The scientists also carried out tests to establish whether there was the potential for cross contamination of other public toilet users and the public toilet environment as a result of each type of drying method. They found that:

- The jet-air dryer, which blows air out of the unit at claimed speeds of 180 m/s, was capable of blowing microorganisms from the hands and the unit and potentially contaminating other users and the environment up to two metres away.
- Use of a warm-air hand dryer spread microorganisms up to 0.25 metres from the dryer.
- Paper towels showed no significant spread of microorganisms.

In a study conducted by TÜV Produkt und Umwelt GmBH from May 2004 to February 2005, different hand drying methods were evaluated. The following changes in the bacterial count after drying the hands were observed:

| Drying method | Effect on Bacterial Count |
|---|---|
| Paper towels and roll | Decrease of 24% |
| Hot-air dryer | Increase of 117% |

Another paper found that air dryers dispersed marker bacteria in a radius of three feet (one metre) and onto the investigator's laboratory coat. Another study found that hot air dryers had the capacity to increase the bacterial count on the skin, and that paper towel drying decreased skin bacterial count. This is corroborated by another study which found that the mechanical action of paper towel drying removed bacteria, something air dryers cannot do.

Doctors at the University of Ottawa claim that "the blowing of warm air may lead to an accelerated dehydration of the skin surface, thereby affecting the viability" of the microorganisms, and that the warm air may "penetrate all the crevices in the skin, whereas absorbent towels may not reach such areas, even though the skin appears dryer".

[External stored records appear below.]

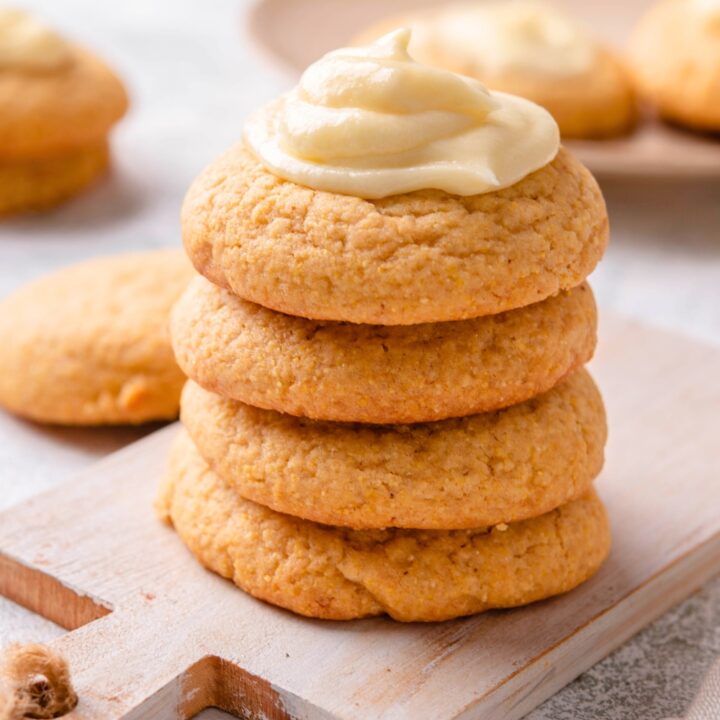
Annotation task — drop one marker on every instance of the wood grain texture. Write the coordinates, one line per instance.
(178, 639)
(294, 33)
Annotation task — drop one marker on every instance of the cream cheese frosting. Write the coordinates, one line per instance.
(372, 122)
(518, 36)
(27, 44)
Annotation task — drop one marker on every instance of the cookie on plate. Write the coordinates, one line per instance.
(675, 59)
(379, 373)
(89, 344)
(57, 105)
(412, 575)
(528, 49)
(461, 473)
(423, 256)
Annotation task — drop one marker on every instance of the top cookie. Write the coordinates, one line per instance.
(425, 256)
(47, 113)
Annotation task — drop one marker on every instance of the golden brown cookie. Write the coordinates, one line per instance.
(67, 109)
(675, 58)
(413, 575)
(598, 102)
(43, 182)
(425, 256)
(89, 344)
(379, 373)
(462, 473)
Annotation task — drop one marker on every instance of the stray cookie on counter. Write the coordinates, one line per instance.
(675, 60)
(57, 105)
(89, 344)
(527, 48)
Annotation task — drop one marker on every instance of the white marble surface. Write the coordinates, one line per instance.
(193, 77)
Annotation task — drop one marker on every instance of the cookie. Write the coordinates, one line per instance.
(675, 59)
(41, 183)
(413, 575)
(58, 103)
(61, 111)
(461, 473)
(424, 256)
(89, 344)
(379, 373)
(597, 101)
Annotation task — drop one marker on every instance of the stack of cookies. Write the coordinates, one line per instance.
(387, 409)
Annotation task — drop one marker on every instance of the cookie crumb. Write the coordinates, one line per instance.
(34, 683)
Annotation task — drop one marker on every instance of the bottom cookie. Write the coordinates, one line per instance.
(412, 575)
(44, 182)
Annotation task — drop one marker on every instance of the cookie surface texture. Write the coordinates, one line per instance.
(462, 473)
(413, 575)
(378, 373)
(89, 344)
(425, 256)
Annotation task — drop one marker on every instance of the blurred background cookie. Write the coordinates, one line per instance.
(528, 49)
(675, 60)
(89, 345)
(57, 105)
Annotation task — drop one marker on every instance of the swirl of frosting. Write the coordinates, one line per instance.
(27, 44)
(372, 122)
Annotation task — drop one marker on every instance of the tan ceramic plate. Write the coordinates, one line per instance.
(293, 33)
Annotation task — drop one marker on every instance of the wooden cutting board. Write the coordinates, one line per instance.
(156, 636)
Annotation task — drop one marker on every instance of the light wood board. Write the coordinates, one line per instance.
(294, 33)
(159, 637)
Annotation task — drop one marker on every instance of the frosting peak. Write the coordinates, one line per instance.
(27, 44)
(372, 122)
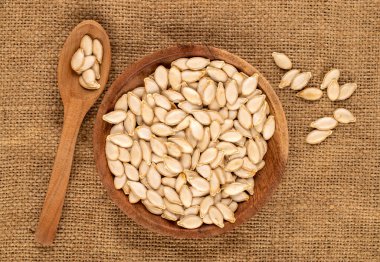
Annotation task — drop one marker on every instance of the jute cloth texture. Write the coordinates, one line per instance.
(327, 205)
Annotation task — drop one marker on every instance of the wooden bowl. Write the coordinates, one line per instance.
(265, 181)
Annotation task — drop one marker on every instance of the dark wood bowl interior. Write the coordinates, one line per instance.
(265, 181)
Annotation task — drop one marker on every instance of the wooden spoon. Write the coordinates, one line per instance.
(77, 101)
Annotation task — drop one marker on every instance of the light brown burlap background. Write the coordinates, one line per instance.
(327, 206)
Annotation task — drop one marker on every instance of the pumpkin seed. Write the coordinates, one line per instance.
(282, 61)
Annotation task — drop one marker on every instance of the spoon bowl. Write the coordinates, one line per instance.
(266, 180)
(77, 101)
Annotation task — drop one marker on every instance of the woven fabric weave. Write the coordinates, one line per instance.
(325, 209)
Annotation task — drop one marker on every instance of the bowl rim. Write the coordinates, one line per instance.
(135, 211)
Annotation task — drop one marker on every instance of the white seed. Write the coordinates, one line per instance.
(138, 189)
(132, 198)
(208, 156)
(77, 59)
(244, 117)
(86, 44)
(269, 128)
(116, 167)
(160, 129)
(171, 194)
(188, 107)
(88, 62)
(310, 93)
(229, 69)
(344, 116)
(300, 81)
(174, 208)
(333, 90)
(216, 74)
(216, 216)
(183, 144)
(242, 197)
(153, 177)
(253, 152)
(143, 170)
(97, 50)
(151, 208)
(205, 205)
(249, 85)
(115, 117)
(173, 96)
(181, 63)
(234, 164)
(180, 181)
(161, 77)
(186, 196)
(192, 96)
(112, 151)
(317, 136)
(190, 222)
(191, 76)
(209, 93)
(220, 95)
(202, 117)
(134, 103)
(172, 164)
(232, 136)
(197, 63)
(232, 92)
(346, 91)
(155, 199)
(330, 75)
(122, 140)
(197, 129)
(227, 213)
(255, 103)
(324, 123)
(282, 61)
(131, 172)
(288, 77)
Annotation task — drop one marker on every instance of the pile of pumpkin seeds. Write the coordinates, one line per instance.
(189, 142)
(298, 81)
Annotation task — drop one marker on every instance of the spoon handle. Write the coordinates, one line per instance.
(52, 208)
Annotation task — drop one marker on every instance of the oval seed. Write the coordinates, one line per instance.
(153, 177)
(333, 90)
(191, 76)
(317, 136)
(161, 77)
(288, 77)
(269, 128)
(244, 117)
(134, 103)
(330, 75)
(344, 116)
(346, 91)
(300, 81)
(310, 93)
(282, 61)
(231, 92)
(324, 123)
(249, 85)
(186, 196)
(138, 189)
(216, 216)
(227, 213)
(115, 117)
(77, 60)
(190, 222)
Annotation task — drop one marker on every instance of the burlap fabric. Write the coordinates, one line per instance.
(327, 206)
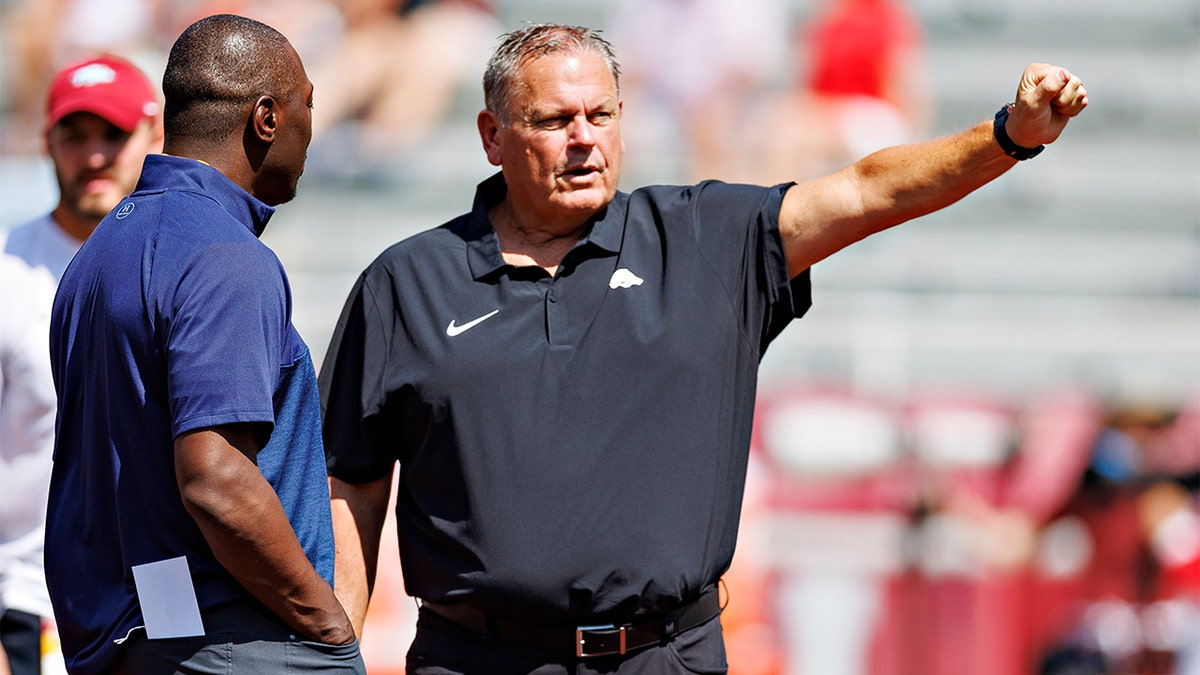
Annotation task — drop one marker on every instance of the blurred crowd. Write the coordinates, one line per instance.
(751, 90)
(958, 532)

The European Tissue Symposium has produced a position statement on the hygiene standards of different hand drying systems. This summarises some of the scientific research undertaken.

Dyson (creators of the Dyson Airblade dryer) have countered the claims presented, suggesting that the results were intentionally falsified.

==Noise==
Some people object to the noise that hand dryers make. Typically, hand dryers produce over 80 decibels of sound at a distance of 10 feet whilst they are in operation. It is much louder for the user and may exceed safety limits for people whose ears are at the height of the device. Some units, however, are designed to be quieter at the cost of drying speed.

The term aural diversity was coined following the findings of Prof. John Levack Drever's study of the noise impact of high-speed hand dryers and the inadequacy of policy and guidance of acoustics.

== Reception ==
Research conducted in 2008 indicated that European consumers much prefer hand towels over hand dryers in public washrooms: 63% of respondents said paper towels were their preferred drying method, while just 28% preferred a hand dryer. Respondents overwhelmingly considered paper towels to offer faster hand drying than electric hand dryers (68% vs 14%). On the whole they also considered paper towels to be the most hygienic form of hand drying in public washrooms (53% vs. 44%).